Oggi è un pomeriggio assolutamente tranquillo, dalla finestra della mia cameretta al confine della città si vedono distese infinite di campi battuti da un sole violento ed accecante, tra poco partirò assieme ai miei amici alla volta di Bassano del Grappa per dare di sfuggita un’ occhiata all’adunata degli alpini. Nessuno di noi ha fatto l’alpino e personalmente sono lontanissimo da una certa retorica dell’eroe soldato caduto per la patria però è semplicemente il gusto di vedere tanta gente in un’atmosfera particolare, legata comunque a delle pagine importanti della nostra storia nazionale e poi, lo ammetto, la voglia di “spassarcela” nel senso più liberatorio del termine, infatti al momento non ho proprio idea a che ora torneremo stanotte e se arriveremo a casa tutti interi; di sicuro torneremo abbastanza ubriachi da far fatica a centrare il buco della serratura per entrare in salotto.

Comunque, al di là di questa cosa, stavo pensando come le cose che ci accadono, le sensazioni che proviamo ci attraversano il cuore, a volte lo devastano, lo stritolano, lo rigirano e lo rivoltano come un calzino per poi andarsene come se non fosse successo nulla, come fanno quei temporali estivi di poche ore ed è bello scoprire come il tuo piccolo mondo non è stato scalfito e di essere ancora pronti a vivere nuove avventure, a mettersi in gioco, a provare ancora, come in un gioco infinito di combinazioni di carte: amore, gioia, voglia di partire, sofferenza, rabbia, solitudine e così via.
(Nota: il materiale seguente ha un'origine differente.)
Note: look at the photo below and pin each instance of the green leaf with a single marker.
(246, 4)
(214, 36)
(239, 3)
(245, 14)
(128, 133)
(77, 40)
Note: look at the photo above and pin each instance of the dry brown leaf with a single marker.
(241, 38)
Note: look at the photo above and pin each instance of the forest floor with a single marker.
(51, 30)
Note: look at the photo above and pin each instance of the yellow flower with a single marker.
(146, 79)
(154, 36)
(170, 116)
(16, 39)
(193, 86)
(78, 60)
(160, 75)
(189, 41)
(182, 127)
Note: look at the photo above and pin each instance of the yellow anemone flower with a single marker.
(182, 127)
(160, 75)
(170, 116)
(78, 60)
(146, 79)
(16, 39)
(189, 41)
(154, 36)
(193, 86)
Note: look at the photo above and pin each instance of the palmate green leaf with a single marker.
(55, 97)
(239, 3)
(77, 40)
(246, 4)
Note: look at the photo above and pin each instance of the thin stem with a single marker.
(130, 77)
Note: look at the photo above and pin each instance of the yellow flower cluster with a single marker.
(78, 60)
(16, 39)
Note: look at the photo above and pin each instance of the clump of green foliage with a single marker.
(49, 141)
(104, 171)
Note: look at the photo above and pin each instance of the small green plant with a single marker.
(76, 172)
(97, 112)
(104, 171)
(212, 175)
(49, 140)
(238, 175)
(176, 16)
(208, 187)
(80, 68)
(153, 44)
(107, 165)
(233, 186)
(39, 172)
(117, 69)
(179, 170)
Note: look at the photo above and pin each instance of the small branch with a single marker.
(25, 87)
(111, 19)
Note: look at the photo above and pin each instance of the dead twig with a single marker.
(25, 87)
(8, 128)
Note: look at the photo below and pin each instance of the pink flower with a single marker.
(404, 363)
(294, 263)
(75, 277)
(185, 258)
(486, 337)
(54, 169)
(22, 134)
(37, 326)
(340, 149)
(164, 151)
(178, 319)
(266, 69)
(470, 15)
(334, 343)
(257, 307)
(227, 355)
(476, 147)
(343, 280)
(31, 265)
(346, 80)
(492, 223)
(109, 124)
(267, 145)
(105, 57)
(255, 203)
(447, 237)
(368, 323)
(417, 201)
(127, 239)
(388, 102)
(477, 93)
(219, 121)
Forse vi sto solo dicendo delle banalità, di questo vi chiedo scusa, ma in questo momento non mi viene in mente altro, anzi vi saluto perchè devo andare a prepararmi per uscire; ci aspetta un pomeriggio, spero, pieno di gioia, di stronzate, di tricolori appesi alle finestre delle case, di birra, di vino e tanto altro. Ciao.

Federico    

~ di federicomarchioro su 10 Maggio, 2008.